Czy
jeden człowiek może uczynić z życia drugiego człowieka piekło, tylko dlatego,
że ten drugi wierzy w Jezusa Chrystusa, iż nie wyprze się Go i jest
chrześcijaninem? Okazuje się, iż tak.
W
Erytrei Bermana Asmelasha wraz z całą rodziną wywieziono do obozu pracy.
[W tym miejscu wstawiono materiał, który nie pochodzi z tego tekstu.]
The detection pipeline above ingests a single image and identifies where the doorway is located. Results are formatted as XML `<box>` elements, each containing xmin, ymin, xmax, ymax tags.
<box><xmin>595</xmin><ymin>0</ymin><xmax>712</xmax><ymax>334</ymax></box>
Zamknięto ich w blaszanych kontenerach na pustyni. Było tam tyle osób, że
ciężko było usiąść, nie mówiąc o położeniu się. Stali więc we własnych
odchodach po kostki. Znosili głód i pragnienie, bo kontener rozgrzewał się
niczym piekarnik. O żadnej pomocy medycznej nie było mowy.
Za
co taka kara? Bo wyżej opisana rodzina podarowała sąsiadom figurkę Matki
Boskiej. Podobne kary grożą np. za posiadanie Biblii; za noszenie medalika z
wizerunkiem Pana Jezusa czy też Matki Boskiej albo za publiczne wyrażanie
swojej wiary i przyznawanie się do tego, iż jest się chrześcijaninem.
A
jaka jest twoja siła wiary? Masz odwagę publicznie przyznać się do Jezusa?